2
“You’re from Russia?”
“Yes, from Russia.”
“I’ve never been there at all.”
ANTON CHEKHOV, From Siberia^1
IF RUSSIA IS WHAT WE THINK IT IS, THEN TIGERS SHOULD
NOT BE POSSIBLE there. After all, how could a creature so closely
associated with stealth and grace and heat survive in a country so heavy-
handed, damaged, and cold? The nearest jungle is two thousand miles
away. For these and other reasons, neither Russia the Idea nor Russia the
Place are useful ways of describing the home of the Siberian tiger, which
is, itself, a misnomer. This subspecies is known locally—and formally—
as the Amur tiger, and it lives, in fact, beyond Siberia. Sparsely inhabited,
seldom visited, and poorly understood, the “far side” of Russia is not so
much a frontier as a margin for error. The humans who share space with
the Amur tiger—who fear it, revere it, tolerate it, and sometimes hunt it
—will tell you their tiger lives in the Far East, in the taiga,* and this is
true enough, but still, no coherent picture emerges. A biologist might say
that this animal occupies a geographical range bounded by China, North
Korea, and the Sea of Japan. This may be so, but a foreigner will be hard-
pressed to understand what that means, even after consulting a map.

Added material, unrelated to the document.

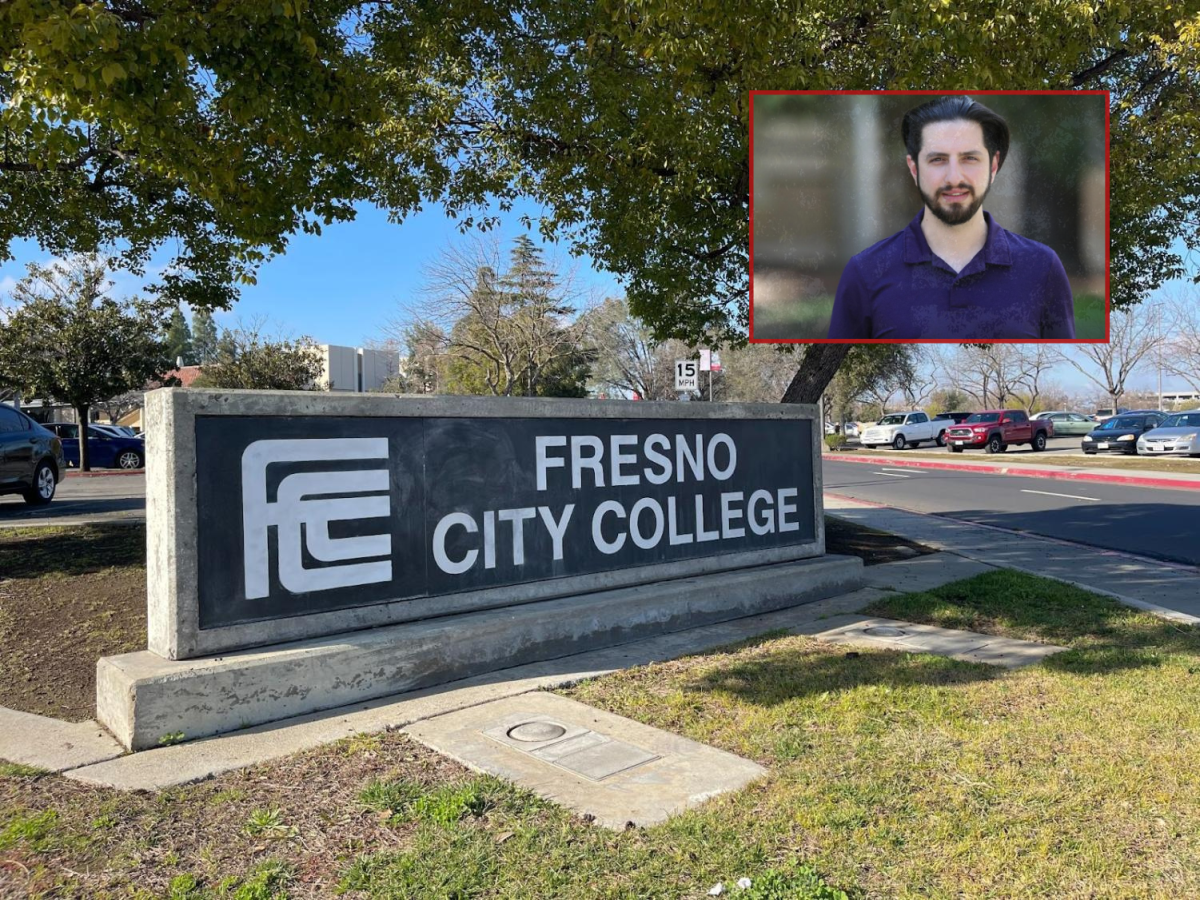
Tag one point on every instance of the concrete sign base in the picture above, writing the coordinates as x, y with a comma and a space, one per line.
144, 699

The Russians have had trouble making sense of it, too. When the
railroad and telegraph engineer Dmitry Romanov arrived on Primorye’s
south coast aboard the steamship Amerika in the summer of 1859, he was
astonished by what he saw: “The area around these harbors is covered
with lush sub-tropical forests, woven by lianes,” he enthused in a St.